Seminars of 2023 - 学术活动 - 计算数学与科学工程计算研究所

学术活动

< 返回

The evolution history of large language models and several topics related to optimization

首页 - 学术活动

报告人：

Xin Shen, Doctor, The Chinese University of Hong Kong

邀请人：

Yuhong Dai, Professor

题目：

The evolution history of large language models and several topics related to optimization

时间地点：

15:30-16:30 October 25 (Wednesday), N109

摘要：

Recently, ChatGPT has received attention for its ability to generate intelligent conversations. The backbone of ChatGPT is the large language model (LLM) pre-trained on Transformer network, which has dominated the community of natural language processing (NLP). This talk is made up of two sections. In the first section, I would review the evolution history of LLMs. The milestone works in the field of NLP over the past ten years would be discussed. These topics include word embedding, language modeling, sequence-to-sequence learning, pre-trained language models (BERT, GPT, etc.), finetuning, and some recent emerging techniques. In the second section of this talk, I would share some preliminary ideas at the intersection of NLP and optimization. Specifically, learning to optimize (L2O) leverages machine learning methods to solve optimization problems, aiming at reducing the manually designed optimization algorithms. Currently, graph neural network (GNN) is the mainstream neural architecture for learning to optimize linear programming (LP) and mixed-integer linear programming (MILP) problems, and the theoretical justification is provided by some researchers. Meanwhile, Transformer network has dominated NLP, computer vision, and massive other research fields, which indicates its universality. Then, a natural question is: is it suitable to model LP and MILP with Transformer networks? In the talk, I would share some attempts in this direction. Another topic is about the pretrain-finetune paradigm, which has brought great success to the NLP field. Motivated by this, I would share some idea of pretraining a universal L2O optimizer.

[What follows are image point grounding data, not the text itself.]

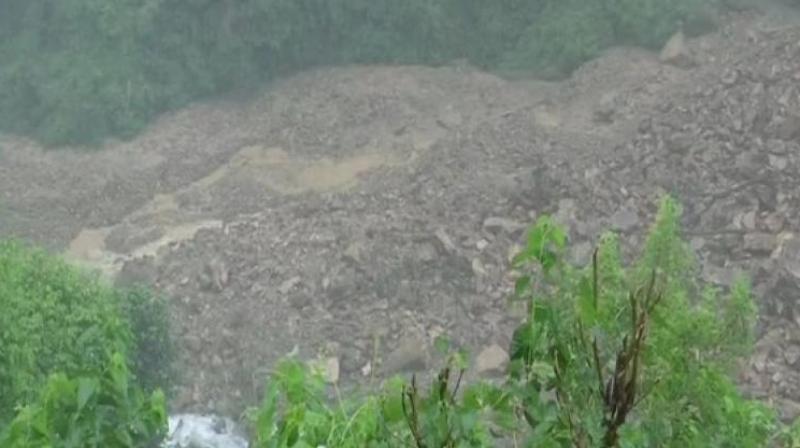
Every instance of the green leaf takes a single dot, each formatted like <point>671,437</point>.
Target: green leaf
<point>87,387</point>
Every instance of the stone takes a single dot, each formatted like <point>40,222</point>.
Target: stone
<point>791,354</point>
<point>445,240</point>
<point>329,368</point>
<point>497,224</point>
<point>778,162</point>
<point>216,275</point>
<point>748,220</point>
<point>789,129</point>
<point>477,268</point>
<point>759,243</point>
<point>676,52</point>
<point>409,356</point>
<point>788,254</point>
<point>624,220</point>
<point>426,253</point>
<point>354,252</point>
<point>289,284</point>
<point>606,108</point>
<point>492,360</point>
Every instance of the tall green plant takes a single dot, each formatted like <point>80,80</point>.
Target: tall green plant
<point>644,368</point>
<point>104,411</point>
<point>54,319</point>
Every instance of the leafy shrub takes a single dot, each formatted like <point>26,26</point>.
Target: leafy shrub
<point>154,353</point>
<point>54,319</point>
<point>107,411</point>
<point>610,356</point>
<point>644,368</point>
<point>58,319</point>
<point>78,71</point>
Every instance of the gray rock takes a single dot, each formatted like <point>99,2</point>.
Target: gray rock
<point>759,243</point>
<point>445,240</point>
<point>289,284</point>
<point>606,108</point>
<point>354,252</point>
<point>789,129</point>
<point>788,255</point>
<point>426,253</point>
<point>676,53</point>
<point>496,225</point>
<point>791,354</point>
<point>492,360</point>
<point>624,220</point>
<point>409,356</point>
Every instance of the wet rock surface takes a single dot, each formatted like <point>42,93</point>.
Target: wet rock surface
<point>368,269</point>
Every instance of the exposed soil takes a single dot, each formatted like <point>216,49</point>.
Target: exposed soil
<point>354,214</point>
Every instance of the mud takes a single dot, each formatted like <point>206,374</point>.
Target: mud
<point>356,213</point>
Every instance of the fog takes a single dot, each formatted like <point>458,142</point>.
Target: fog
<point>345,182</point>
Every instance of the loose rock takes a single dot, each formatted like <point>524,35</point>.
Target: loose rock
<point>492,360</point>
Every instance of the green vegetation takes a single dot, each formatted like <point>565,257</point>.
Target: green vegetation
<point>57,319</point>
<point>610,355</point>
<point>93,411</point>
<point>78,71</point>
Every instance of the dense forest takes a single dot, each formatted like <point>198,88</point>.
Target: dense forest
<point>77,71</point>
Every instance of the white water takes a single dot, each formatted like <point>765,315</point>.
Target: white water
<point>200,431</point>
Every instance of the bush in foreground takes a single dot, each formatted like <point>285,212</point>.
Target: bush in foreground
<point>102,411</point>
<point>609,356</point>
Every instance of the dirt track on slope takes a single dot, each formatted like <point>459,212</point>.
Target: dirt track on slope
<point>350,212</point>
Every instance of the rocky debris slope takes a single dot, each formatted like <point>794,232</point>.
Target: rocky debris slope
<point>729,149</point>
<point>370,276</point>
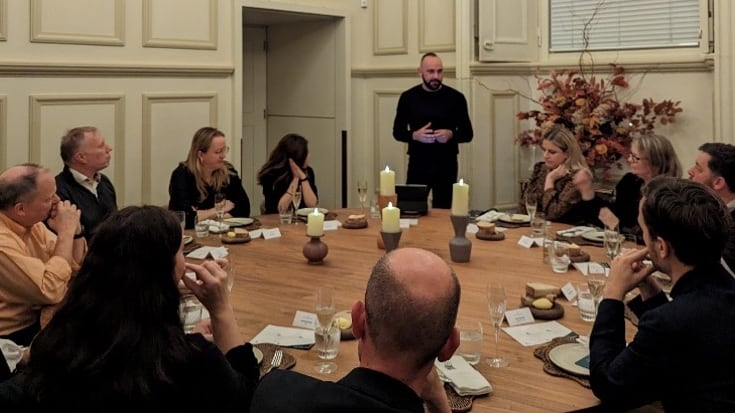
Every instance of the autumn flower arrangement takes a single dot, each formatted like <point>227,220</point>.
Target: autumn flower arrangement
<point>592,109</point>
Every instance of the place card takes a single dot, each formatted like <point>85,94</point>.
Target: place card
<point>270,233</point>
<point>519,316</point>
<point>331,225</point>
<point>305,319</point>
<point>539,333</point>
<point>526,241</point>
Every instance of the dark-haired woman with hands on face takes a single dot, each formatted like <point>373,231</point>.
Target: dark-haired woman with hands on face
<point>117,342</point>
<point>286,171</point>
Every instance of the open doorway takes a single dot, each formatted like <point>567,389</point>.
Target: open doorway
<point>295,80</point>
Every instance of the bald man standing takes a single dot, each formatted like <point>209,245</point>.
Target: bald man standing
<point>406,321</point>
<point>35,263</point>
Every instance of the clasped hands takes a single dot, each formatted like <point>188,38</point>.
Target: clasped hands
<point>428,135</point>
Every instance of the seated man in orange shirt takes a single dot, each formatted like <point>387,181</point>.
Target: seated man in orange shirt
<point>35,263</point>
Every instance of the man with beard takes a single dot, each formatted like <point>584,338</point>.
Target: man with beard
<point>433,119</point>
<point>682,353</point>
<point>715,168</point>
<point>85,153</point>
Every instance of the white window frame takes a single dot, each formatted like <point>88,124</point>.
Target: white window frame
<point>621,56</point>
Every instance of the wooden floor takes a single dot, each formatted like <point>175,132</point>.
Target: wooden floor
<point>273,280</point>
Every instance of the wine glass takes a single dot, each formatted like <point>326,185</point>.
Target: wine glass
<point>296,201</point>
<point>219,206</point>
<point>531,206</point>
<point>362,194</point>
<point>326,343</point>
<point>496,306</point>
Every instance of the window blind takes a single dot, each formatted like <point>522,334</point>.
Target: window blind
<point>623,24</point>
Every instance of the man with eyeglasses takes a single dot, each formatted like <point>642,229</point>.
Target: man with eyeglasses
<point>715,168</point>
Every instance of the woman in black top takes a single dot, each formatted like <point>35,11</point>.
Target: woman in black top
<point>117,342</point>
<point>203,174</point>
<point>286,170</point>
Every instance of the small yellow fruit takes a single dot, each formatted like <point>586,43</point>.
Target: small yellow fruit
<point>344,323</point>
<point>542,303</point>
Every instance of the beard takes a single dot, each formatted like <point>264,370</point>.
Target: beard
<point>432,85</point>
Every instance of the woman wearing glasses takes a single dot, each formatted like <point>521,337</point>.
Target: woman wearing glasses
<point>286,172</point>
<point>205,173</point>
<point>650,156</point>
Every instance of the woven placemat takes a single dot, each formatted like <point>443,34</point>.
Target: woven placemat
<point>268,349</point>
<point>549,367</point>
<point>456,402</point>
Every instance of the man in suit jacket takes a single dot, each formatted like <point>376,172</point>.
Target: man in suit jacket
<point>85,153</point>
<point>406,321</point>
<point>682,353</point>
<point>715,168</point>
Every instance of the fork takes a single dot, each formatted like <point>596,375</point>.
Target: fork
<point>276,360</point>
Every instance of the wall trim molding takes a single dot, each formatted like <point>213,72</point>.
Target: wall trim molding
<point>45,69</point>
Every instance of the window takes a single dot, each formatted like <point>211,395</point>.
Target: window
<point>624,24</point>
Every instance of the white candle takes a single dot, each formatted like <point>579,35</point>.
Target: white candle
<point>460,198</point>
<point>391,218</point>
<point>315,224</point>
<point>387,182</point>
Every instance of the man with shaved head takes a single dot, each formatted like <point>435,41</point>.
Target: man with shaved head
<point>406,321</point>
<point>35,263</point>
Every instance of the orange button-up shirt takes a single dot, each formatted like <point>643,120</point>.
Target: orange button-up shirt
<point>31,276</point>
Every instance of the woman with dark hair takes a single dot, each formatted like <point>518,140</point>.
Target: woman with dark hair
<point>286,171</point>
<point>117,342</point>
<point>203,174</point>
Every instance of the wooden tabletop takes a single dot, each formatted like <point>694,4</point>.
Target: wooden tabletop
<point>274,280</point>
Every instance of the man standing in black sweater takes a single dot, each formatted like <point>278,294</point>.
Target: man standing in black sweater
<point>433,119</point>
<point>85,153</point>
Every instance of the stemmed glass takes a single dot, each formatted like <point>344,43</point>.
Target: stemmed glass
<point>326,349</point>
<point>531,206</point>
<point>296,201</point>
<point>362,194</point>
<point>219,206</point>
<point>496,306</point>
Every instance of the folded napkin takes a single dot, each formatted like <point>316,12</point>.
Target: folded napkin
<point>463,378</point>
<point>12,352</point>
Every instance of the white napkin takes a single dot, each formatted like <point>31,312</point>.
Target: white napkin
<point>13,353</point>
<point>465,380</point>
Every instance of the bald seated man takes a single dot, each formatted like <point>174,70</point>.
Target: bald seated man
<point>406,321</point>
<point>36,264</point>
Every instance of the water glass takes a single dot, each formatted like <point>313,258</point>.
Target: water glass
<point>559,257</point>
<point>470,340</point>
<point>585,303</point>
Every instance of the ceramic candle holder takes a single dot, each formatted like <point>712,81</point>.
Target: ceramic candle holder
<point>315,250</point>
<point>390,240</point>
<point>460,247</point>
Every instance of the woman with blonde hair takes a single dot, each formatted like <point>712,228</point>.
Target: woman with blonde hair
<point>551,183</point>
<point>205,173</point>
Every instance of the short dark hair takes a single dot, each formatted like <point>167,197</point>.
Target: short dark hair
<point>72,140</point>
<point>689,216</point>
<point>722,161</point>
<point>401,324</point>
<point>19,189</point>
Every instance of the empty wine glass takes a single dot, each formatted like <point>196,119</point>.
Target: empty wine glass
<point>362,194</point>
<point>327,342</point>
<point>496,306</point>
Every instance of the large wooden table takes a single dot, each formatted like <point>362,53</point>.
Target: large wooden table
<point>273,280</point>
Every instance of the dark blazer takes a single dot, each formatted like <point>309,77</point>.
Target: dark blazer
<point>361,391</point>
<point>94,209</point>
<point>682,353</point>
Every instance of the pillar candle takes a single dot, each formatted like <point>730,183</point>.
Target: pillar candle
<point>391,218</point>
<point>460,198</point>
<point>387,182</point>
<point>315,224</point>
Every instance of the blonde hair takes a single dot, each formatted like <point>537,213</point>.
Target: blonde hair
<point>660,153</point>
<point>565,140</point>
<point>201,142</point>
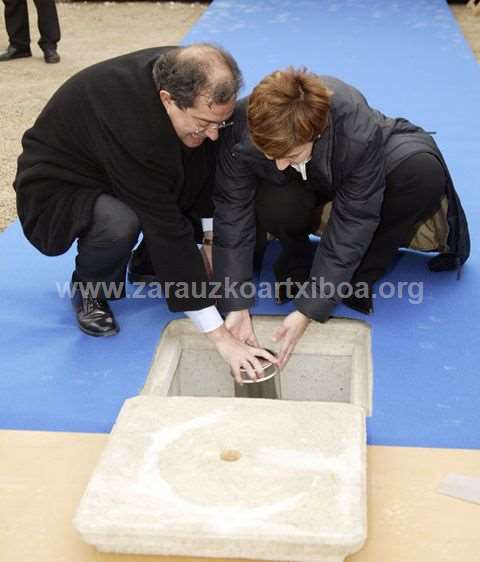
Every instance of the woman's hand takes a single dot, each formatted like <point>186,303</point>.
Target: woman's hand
<point>288,334</point>
<point>239,324</point>
<point>239,355</point>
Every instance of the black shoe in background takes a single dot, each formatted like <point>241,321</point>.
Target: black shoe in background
<point>14,53</point>
<point>360,304</point>
<point>94,315</point>
<point>51,56</point>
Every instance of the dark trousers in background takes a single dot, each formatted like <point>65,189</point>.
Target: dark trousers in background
<point>16,22</point>
<point>413,193</point>
<point>105,250</point>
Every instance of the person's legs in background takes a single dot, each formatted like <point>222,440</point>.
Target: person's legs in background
<point>101,263</point>
<point>49,29</point>
<point>16,22</point>
<point>413,193</point>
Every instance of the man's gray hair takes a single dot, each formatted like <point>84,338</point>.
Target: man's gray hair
<point>202,69</point>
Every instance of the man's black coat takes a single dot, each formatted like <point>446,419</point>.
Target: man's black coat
<point>106,131</point>
<point>349,163</point>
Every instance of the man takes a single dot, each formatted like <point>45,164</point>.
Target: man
<point>125,146</point>
<point>16,22</point>
<point>302,142</point>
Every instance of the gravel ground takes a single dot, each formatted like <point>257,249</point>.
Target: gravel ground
<point>94,32</point>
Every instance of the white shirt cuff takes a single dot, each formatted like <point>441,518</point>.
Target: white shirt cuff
<point>207,224</point>
<point>206,319</point>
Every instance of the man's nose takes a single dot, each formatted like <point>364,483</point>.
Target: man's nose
<point>282,163</point>
<point>212,134</point>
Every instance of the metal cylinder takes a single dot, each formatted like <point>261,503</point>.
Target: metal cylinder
<point>267,386</point>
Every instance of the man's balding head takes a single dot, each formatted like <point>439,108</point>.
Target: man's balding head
<point>201,69</point>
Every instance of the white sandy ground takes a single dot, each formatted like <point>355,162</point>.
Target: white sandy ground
<point>92,32</point>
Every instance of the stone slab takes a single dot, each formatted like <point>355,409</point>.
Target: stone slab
<point>230,477</point>
<point>332,362</point>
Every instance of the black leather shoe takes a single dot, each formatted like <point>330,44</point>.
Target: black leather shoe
<point>51,56</point>
<point>13,53</point>
<point>94,315</point>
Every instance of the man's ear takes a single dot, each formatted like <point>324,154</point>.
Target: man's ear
<point>166,99</point>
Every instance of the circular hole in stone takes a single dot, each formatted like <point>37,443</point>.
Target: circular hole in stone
<point>230,455</point>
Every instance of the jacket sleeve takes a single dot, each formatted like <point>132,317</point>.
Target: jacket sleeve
<point>150,191</point>
<point>234,229</point>
<point>352,224</point>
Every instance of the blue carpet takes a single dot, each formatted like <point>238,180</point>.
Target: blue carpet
<point>410,59</point>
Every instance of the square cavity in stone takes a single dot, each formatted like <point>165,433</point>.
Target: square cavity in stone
<point>230,477</point>
<point>331,363</point>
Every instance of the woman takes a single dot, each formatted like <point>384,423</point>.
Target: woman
<point>301,142</point>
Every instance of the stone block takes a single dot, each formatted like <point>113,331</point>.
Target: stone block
<point>230,477</point>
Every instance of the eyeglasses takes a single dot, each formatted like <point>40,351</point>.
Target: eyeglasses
<point>213,127</point>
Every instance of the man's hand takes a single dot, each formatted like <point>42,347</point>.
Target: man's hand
<point>239,355</point>
<point>288,334</point>
<point>239,324</point>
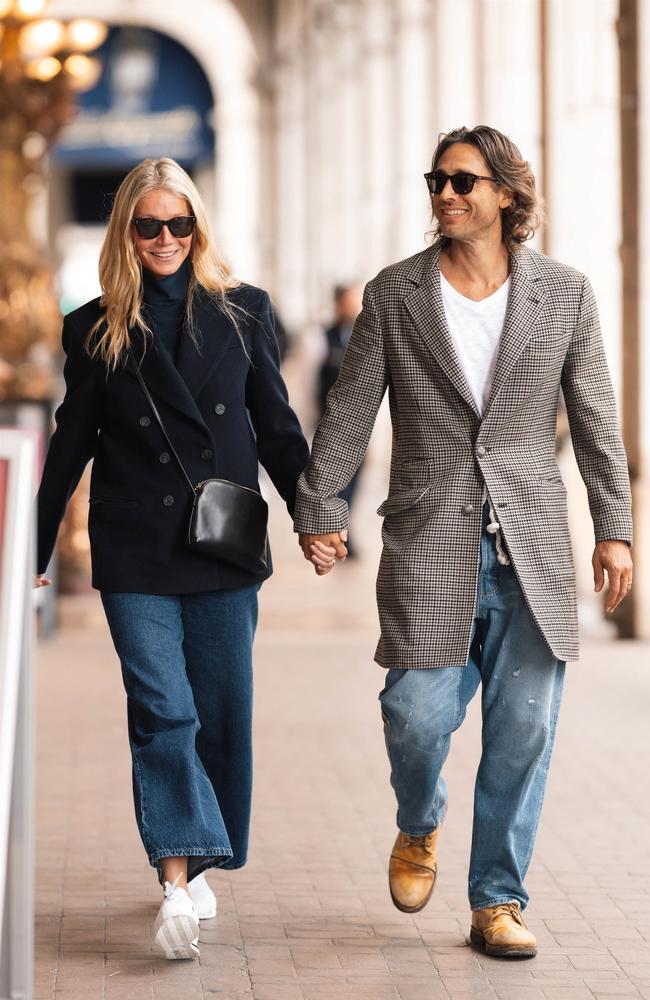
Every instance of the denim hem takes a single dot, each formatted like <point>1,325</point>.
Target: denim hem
<point>190,852</point>
<point>420,832</point>
<point>497,901</point>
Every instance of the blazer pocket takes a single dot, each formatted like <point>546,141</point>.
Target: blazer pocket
<point>398,502</point>
<point>114,501</point>
<point>552,481</point>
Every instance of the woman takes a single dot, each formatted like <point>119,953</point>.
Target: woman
<point>182,622</point>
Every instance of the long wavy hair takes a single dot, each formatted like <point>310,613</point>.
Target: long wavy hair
<point>526,213</point>
<point>120,270</point>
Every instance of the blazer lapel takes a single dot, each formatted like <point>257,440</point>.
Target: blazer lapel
<point>215,334</point>
<point>525,301</point>
<point>427,311</point>
<point>163,377</point>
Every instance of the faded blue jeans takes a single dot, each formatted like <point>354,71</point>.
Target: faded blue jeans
<point>520,699</point>
<point>187,670</point>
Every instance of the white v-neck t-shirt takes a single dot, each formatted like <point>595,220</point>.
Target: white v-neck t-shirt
<point>475,329</point>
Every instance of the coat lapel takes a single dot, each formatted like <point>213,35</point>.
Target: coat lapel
<point>525,301</point>
<point>180,385</point>
<point>427,311</point>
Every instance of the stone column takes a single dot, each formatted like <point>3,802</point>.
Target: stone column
<point>378,135</point>
<point>411,120</point>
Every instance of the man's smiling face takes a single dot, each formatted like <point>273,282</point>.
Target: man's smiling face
<point>467,217</point>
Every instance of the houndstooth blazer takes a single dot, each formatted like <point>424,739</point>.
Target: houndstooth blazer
<point>444,452</point>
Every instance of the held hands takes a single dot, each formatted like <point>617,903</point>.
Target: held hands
<point>324,550</point>
<point>613,557</point>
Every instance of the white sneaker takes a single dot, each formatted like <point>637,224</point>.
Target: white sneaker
<point>203,897</point>
<point>176,930</point>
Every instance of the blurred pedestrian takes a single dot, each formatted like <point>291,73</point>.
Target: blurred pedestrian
<point>172,377</point>
<point>347,306</point>
<point>474,337</point>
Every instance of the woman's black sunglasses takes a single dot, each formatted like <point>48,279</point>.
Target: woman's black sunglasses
<point>462,182</point>
<point>148,228</point>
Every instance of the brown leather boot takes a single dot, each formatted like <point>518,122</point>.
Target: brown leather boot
<point>501,931</point>
<point>412,871</point>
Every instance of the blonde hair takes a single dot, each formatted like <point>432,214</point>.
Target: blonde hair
<point>120,270</point>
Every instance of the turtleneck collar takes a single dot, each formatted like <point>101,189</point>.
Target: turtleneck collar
<point>169,288</point>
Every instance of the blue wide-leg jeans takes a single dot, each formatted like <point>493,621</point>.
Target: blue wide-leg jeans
<point>521,688</point>
<point>187,671</point>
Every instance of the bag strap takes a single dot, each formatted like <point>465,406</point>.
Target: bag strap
<point>154,409</point>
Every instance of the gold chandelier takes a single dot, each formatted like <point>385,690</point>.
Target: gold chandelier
<point>44,62</point>
<point>42,48</point>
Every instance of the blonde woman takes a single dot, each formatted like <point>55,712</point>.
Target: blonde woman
<point>182,622</point>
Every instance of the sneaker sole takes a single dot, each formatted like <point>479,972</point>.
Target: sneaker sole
<point>177,937</point>
<point>500,951</point>
<point>207,913</point>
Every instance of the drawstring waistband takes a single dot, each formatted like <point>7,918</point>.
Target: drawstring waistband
<point>494,528</point>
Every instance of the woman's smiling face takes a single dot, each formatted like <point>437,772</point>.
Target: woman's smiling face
<point>165,253</point>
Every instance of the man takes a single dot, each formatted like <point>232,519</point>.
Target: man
<point>347,306</point>
<point>474,339</point>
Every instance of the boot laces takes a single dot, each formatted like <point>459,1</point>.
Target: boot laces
<point>511,909</point>
<point>424,841</point>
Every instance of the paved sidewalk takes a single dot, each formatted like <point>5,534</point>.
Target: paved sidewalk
<point>310,917</point>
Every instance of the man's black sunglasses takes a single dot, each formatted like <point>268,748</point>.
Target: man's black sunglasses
<point>462,182</point>
<point>148,228</point>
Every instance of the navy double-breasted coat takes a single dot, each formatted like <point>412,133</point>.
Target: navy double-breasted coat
<point>225,409</point>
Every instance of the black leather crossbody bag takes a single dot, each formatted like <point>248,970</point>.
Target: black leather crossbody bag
<point>227,521</point>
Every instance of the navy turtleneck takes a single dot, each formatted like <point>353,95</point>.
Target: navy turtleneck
<point>165,302</point>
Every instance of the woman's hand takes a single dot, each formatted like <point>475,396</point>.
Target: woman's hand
<point>324,550</point>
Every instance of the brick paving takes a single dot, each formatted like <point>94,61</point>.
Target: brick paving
<point>310,917</point>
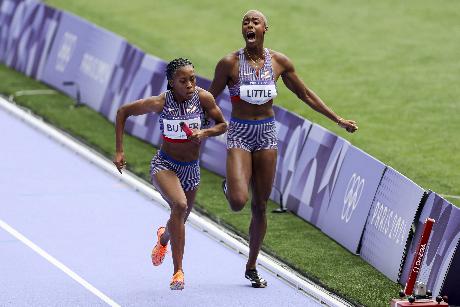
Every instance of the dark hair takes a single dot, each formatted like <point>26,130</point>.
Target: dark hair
<point>175,65</point>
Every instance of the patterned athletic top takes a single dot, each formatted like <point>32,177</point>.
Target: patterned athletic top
<point>254,86</point>
<point>173,113</point>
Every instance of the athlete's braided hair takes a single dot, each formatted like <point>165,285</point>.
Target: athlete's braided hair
<point>175,65</point>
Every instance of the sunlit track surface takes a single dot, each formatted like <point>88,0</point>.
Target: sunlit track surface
<point>103,231</point>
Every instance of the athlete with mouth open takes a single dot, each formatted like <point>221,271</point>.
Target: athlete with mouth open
<point>251,74</point>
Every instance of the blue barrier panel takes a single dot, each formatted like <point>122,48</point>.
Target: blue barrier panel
<point>214,150</point>
<point>7,13</point>
<point>292,131</point>
<point>441,246</point>
<point>149,80</point>
<point>66,53</point>
<point>26,39</point>
<point>100,58</point>
<point>351,200</point>
<point>388,225</point>
<point>452,280</point>
<point>316,174</point>
<point>122,79</point>
<point>85,54</point>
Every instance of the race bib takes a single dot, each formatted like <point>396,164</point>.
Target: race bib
<point>258,92</point>
<point>173,130</point>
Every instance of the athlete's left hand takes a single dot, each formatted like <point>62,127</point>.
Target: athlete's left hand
<point>348,124</point>
<point>197,136</point>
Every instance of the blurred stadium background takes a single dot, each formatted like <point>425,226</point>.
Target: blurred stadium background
<point>392,66</point>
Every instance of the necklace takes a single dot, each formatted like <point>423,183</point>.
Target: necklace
<point>256,61</point>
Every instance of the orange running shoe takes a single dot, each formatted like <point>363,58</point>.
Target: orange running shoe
<point>159,251</point>
<point>177,282</point>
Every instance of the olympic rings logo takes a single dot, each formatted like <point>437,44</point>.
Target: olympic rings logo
<point>352,195</point>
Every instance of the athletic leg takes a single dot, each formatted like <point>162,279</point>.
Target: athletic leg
<point>190,195</point>
<point>168,184</point>
<point>263,174</point>
<point>239,168</point>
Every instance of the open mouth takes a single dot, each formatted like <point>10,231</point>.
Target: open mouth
<point>250,36</point>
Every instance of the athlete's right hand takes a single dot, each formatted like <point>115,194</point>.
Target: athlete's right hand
<point>119,161</point>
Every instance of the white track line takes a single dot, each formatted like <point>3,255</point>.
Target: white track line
<point>279,269</point>
<point>57,263</point>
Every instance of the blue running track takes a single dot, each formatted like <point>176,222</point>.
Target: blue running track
<point>94,226</point>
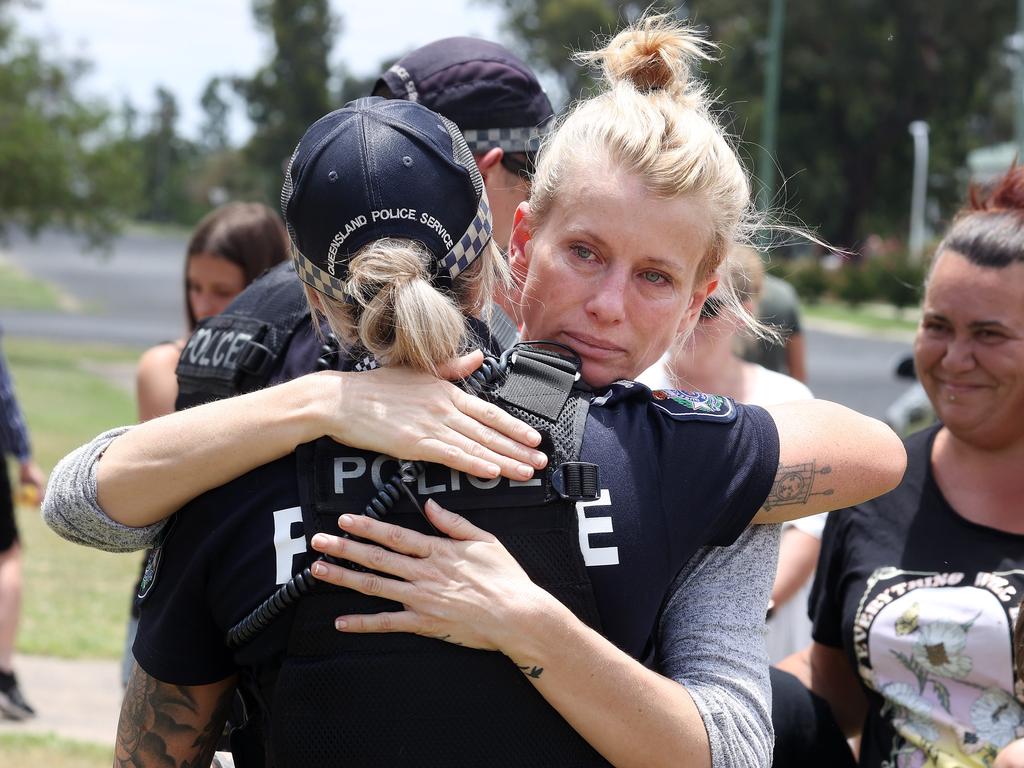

Curriculum Vitae: Xin Shen received bachelor's degree in software engineering from Fudan University, master's degree in operations research from University of Chinese Academy of Sciences, and Ph.D. degree from department of system engineering and engineering management, the Chinese University of Hong Kong. His research interests include machine learning, natural language processing, and optimization.